Mereka ingin para kafilah merasa nyaman selama berada di Jawa Tengah dan pulang membawa pengalaman yang berkesan.

“Alhamdulillah, pembukaan MTQ Nasional XXXI di Jawa Tengah berlangsung sangat meriah dan megah. Kita ingin menunjukkan bahwa MTQ bukan hanya milik para kafilah, tetapi juga milik seluruh masyarakat,” ungkap Ahmad Luthfi didampingi Taj Yasin.

Konsep pembukaan memadukan syiar Al-Qur’an, seni budaya, dan kreativitas. Masyarakat pun diberi ruang untuk ikut merasakan kegembiraan dan kemeriahan MTQ Nasional.

Di sejumlah sudut Lapangan Simpang Lima dipasang videotron berukuran besar. Fasilitas tersebut membuat masyarakat yang memadati lapangan tetap dapat mengikuti rangkaian acara dengan jelas dan nyaman.

Antusiasme warga bahkan meluber hingga jalan raya di sekitar Simpang Lima. Sebagian masyarakat rela menggelar alas dan duduk di jalan demi menyaksikan langsung kemeriahan pembukaan.

Meski dikemas megah, acara tetap membawa pesan kedamaian, persaudaraan, kebersamaan, dan keberagaman.

Jawa Tengah ingin memberikan pengalaman terbaik bagi para kafilah sekaligus menunjukkan bahwa MTQ dapat menjadi ruang bersama bagi seluruh masyarakat.

“Mudah-mudahan dari Jawa Tengah, MTQ Nasional ini tidak hanya sukses penyelenggaraannya, tetapi juga memancarkan kedamaian dan kebersamaan untuk Indonesia,” ungkap Ahmad Luthfi.
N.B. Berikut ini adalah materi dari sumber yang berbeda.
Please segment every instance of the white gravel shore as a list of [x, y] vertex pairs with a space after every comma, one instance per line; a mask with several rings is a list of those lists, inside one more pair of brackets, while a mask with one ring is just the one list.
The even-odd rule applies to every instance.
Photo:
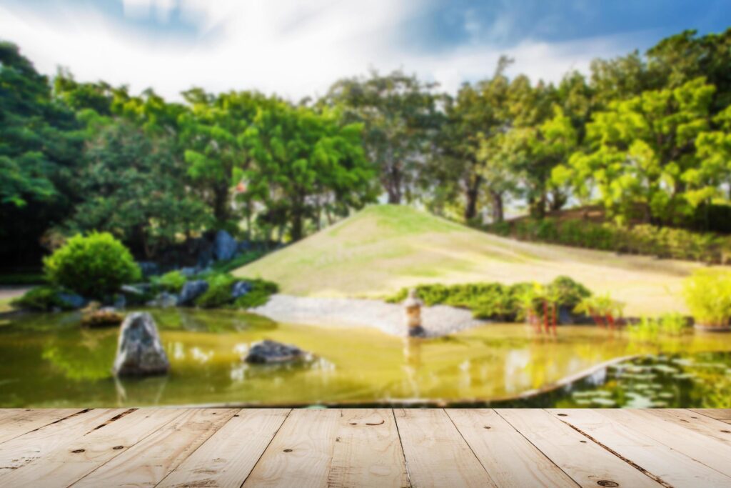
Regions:
[[[406, 335], [404, 307], [379, 300], [320, 299], [273, 295], [267, 304], [249, 310], [277, 322], [314, 326], [376, 327], [395, 336]], [[428, 337], [447, 335], [487, 322], [472, 318], [469, 310], [436, 305], [421, 310]]]

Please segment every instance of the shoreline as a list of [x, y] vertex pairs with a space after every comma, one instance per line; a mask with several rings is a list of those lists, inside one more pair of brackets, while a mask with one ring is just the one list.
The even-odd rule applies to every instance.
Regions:
[[[404, 307], [379, 300], [365, 299], [312, 298], [272, 295], [266, 304], [248, 312], [275, 322], [342, 328], [372, 327], [382, 332], [405, 337], [408, 328]], [[472, 317], [472, 312], [447, 305], [423, 306], [422, 326], [426, 337], [439, 337], [491, 323]]]

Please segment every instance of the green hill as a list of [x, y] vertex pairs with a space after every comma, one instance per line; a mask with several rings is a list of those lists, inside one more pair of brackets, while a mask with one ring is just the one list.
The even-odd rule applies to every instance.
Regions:
[[620, 256], [485, 233], [406, 206], [374, 206], [235, 271], [282, 293], [382, 296], [418, 283], [548, 282], [565, 274], [609, 292], [629, 315], [684, 312], [682, 279], [700, 265]]

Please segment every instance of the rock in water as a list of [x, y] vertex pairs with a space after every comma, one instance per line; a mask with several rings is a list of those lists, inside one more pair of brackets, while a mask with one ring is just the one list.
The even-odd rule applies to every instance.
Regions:
[[251, 284], [248, 281], [238, 281], [233, 284], [231, 288], [231, 297], [235, 300], [243, 296], [251, 290]]
[[127, 315], [119, 330], [113, 372], [118, 376], [162, 375], [170, 367], [152, 316], [146, 312]]
[[219, 230], [213, 241], [213, 255], [219, 261], [232, 259], [238, 250], [238, 243], [231, 234], [225, 230]]
[[187, 282], [183, 285], [183, 289], [181, 290], [181, 295], [178, 299], [178, 304], [192, 305], [193, 301], [205, 293], [208, 289], [208, 282], [202, 279]]
[[255, 364], [281, 364], [303, 361], [308, 358], [309, 354], [297, 346], [265, 339], [251, 346], [244, 361]]

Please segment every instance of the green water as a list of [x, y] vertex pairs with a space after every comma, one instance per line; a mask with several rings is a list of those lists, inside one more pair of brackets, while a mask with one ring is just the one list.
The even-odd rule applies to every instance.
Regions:
[[[731, 395], [731, 355], [720, 353], [731, 351], [731, 334], [697, 333], [648, 343], [630, 340], [624, 332], [591, 326], [561, 327], [554, 337], [523, 325], [500, 324], [449, 337], [406, 340], [374, 329], [276, 323], [234, 311], [152, 312], [171, 370], [167, 376], [146, 379], [116, 380], [111, 375], [115, 328], [83, 329], [75, 313], [0, 319], [0, 407], [512, 405], [520, 395], [549, 390], [519, 403], [602, 406], [602, 401], [597, 405], [591, 399], [591, 392], [605, 391], [610, 393], [596, 393], [596, 398], [631, 405], [622, 399], [635, 398], [627, 395], [631, 388], [617, 385], [637, 378], [612, 376], [613, 372], [626, 372], [626, 368], [599, 369], [590, 378], [552, 388], [563, 378], [635, 355], [671, 361], [666, 366], [679, 370], [671, 373], [666, 369], [667, 378], [640, 377], [656, 386], [652, 388], [663, 385], [647, 402], [662, 401], [668, 407], [728, 406]], [[295, 344], [316, 359], [289, 367], [243, 362], [248, 347], [262, 339]], [[692, 372], [692, 378], [683, 376], [692, 362], [716, 366]], [[651, 372], [657, 373], [657, 368]], [[670, 397], [667, 394], [675, 383], [684, 393]], [[719, 384], [727, 389], [716, 388], [714, 396], [709, 385]], [[666, 394], [659, 396], [662, 392]]]

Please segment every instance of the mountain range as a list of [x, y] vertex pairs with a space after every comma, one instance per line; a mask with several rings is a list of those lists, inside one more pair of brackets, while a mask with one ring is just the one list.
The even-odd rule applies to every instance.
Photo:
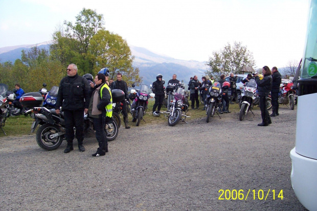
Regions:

Defile Kafilah hingga Penampilan Opick

Pembukaan MTQ Nasional XXXI diawali dengan defile kafilah dari 37 provinsi. Prosesi kemudian dilanjutkan dengan rangkaian seremoni pembukaan.
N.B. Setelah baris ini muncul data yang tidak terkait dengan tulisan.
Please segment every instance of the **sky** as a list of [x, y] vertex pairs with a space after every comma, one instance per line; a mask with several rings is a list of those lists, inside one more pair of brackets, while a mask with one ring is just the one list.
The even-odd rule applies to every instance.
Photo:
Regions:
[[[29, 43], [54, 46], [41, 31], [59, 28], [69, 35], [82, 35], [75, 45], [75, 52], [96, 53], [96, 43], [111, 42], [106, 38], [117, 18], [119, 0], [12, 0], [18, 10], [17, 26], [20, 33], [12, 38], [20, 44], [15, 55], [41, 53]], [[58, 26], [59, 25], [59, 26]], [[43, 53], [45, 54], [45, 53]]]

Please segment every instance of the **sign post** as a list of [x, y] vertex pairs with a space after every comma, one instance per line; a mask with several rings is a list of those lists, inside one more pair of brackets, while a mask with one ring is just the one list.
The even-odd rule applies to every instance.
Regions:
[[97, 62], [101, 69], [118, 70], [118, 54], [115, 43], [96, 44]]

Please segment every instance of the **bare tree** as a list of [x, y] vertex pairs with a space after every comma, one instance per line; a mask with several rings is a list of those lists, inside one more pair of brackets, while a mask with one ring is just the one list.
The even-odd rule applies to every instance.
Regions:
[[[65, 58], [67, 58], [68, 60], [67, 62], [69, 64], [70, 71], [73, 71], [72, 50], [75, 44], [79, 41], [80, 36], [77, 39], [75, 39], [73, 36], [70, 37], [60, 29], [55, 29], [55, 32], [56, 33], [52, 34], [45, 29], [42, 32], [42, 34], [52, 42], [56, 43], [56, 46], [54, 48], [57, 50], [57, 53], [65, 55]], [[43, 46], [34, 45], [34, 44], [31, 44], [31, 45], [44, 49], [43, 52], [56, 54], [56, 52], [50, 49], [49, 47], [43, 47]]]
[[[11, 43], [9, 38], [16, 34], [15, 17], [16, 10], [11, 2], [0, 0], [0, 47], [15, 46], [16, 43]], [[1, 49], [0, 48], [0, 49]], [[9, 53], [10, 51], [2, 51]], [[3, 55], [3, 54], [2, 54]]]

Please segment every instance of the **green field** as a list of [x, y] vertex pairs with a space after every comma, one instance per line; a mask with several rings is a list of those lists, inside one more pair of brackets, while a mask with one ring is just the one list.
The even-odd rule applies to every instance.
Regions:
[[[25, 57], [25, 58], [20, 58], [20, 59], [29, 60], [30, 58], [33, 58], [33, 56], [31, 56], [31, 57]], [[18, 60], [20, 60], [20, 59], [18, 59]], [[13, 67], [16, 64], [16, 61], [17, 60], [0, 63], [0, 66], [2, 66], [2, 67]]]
Suasana semakin semarak dengan atraksi tari Rato Jaroeh yang dibawakan SMAN 4 Semarang.

Ratusan penari juga tampil dalam tari kolosal Kisah Tanah Jawi yang membawa cerita dan kekayaan budaya Jawa ke tengah panggung MTQ Nasional.

Kemeriahan kemudian ditutup dengan lantunan lagu-lagu religi dari penyanyi Opick yang menghibur masyarakat dan para kafilah.

Perpaduan syiar agama, seni budaya, hiburan, serta keterlibatan masyarakat membuat pembukaan MTQ Nasional XXXI bukan sekadar seremoni pembuka kompetisi.

Lebih dari itu, Lapangan Simpang Lima malam itu menjadi ruang perjumpaan masyarakat dari berbagai daerah. Di tengah perbedaan asal, budaya, dan latar belakang, mereka dipertemukan dalam suasana religius, hangat, dan penuh persaudaraan.

MTQ Nasional XXXI di Jawa Tengah pun membuka pesan bahwa kemeriahan sebuah perhelatan dapat berjalan beriringan dengan syiar, budaya, persatuan, dan kedamaian.